(segue) Alla III Assemblea delle Corporazioni
(15 maggio 1937)
[Inizio scritto]

      Debbo dire però agli eventuali impazienti che questa utilizzazione delle ricchezze dell'Impero presuppone una attrezzatura che non esisteva affatto o esisteva allo stato rudimentale, a cominciare dai porti per finire alla rete stradale, che è in corso di attuazione.
      Le difficoltà da superare sono gigantesche e solo chi segue da vicino quotidianamente la vita e lo sviluppo dell'Impero può averne la sensazione diretta.

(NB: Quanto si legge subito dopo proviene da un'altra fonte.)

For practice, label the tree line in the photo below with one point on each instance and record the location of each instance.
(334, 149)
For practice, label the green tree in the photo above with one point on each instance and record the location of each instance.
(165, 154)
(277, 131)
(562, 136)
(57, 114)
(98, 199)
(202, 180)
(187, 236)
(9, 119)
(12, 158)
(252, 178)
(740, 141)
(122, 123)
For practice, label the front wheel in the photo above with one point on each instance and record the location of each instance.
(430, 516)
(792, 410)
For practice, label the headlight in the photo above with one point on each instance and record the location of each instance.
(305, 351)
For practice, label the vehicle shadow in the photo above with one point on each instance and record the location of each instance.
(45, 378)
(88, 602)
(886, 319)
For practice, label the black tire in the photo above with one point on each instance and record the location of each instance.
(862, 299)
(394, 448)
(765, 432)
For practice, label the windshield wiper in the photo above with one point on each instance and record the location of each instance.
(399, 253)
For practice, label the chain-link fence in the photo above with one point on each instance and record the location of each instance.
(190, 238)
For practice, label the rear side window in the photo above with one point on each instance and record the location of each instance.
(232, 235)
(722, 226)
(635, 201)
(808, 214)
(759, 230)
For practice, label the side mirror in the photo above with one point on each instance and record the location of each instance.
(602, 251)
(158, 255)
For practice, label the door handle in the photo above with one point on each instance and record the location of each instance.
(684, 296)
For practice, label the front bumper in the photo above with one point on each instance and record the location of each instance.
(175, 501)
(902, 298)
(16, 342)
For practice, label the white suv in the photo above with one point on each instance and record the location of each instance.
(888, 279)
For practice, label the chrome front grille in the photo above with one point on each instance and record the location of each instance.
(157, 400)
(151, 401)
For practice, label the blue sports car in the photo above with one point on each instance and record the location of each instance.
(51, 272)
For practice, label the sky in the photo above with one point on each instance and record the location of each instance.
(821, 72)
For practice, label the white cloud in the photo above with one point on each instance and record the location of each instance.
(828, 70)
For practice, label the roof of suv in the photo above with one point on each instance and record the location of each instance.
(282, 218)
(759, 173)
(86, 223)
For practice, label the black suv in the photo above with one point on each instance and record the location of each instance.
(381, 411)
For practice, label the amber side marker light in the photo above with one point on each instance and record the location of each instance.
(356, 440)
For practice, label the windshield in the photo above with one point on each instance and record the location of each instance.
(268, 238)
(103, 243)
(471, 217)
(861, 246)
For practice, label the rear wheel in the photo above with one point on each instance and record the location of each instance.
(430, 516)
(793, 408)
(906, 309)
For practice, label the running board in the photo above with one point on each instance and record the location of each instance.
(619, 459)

      Ma si superano malgrado tutto con una tenacia che rivela il vero carattere degli Italiani e lavorando tranquillamente, quando è necessario, ore venticinque al giorno. (Applausi).
      Da qualche tempo elementi più o meno responsabili delle cosiddette grandi democrazie (su queste democrazie ci sarebbe molto da discutere a cominciare da quella che ignorava e vietava sino a un mese fa il contratto collettivo!) desidererebbero che gli Stati cosiddetti autoritari rinunziassero ai loro piani autarchici, non sappiamo dietro quali contropartite.
      Per noi è impossibile. In un mondo come l'attuale, armato fino ai denti, deporre l'arma dell'autarchia significherebbe domani, in caso di guerra, mettersi alla mercé di coloro che possiedono quanto occorre per fare la guerra senza limiti di tempo o di consumo. (Vivissimi applausi).
      L'autarchia è quindi una garanzia di quella pace che noi fermamente vogliamo, è un impedimento ad eventuali propositi aggressivi da parte dei Paesi più ricchi. Chi ha corso il rischio di essere strangolato dalle corde della guerra economica sa che cosa pensare e come agire. (Applausi).
      In questa materia nessuna esitazione è ammissibile, si tratta di assicurare la vita, l'avvenire e la potenza di quel grande popolo che è il popolo italiano.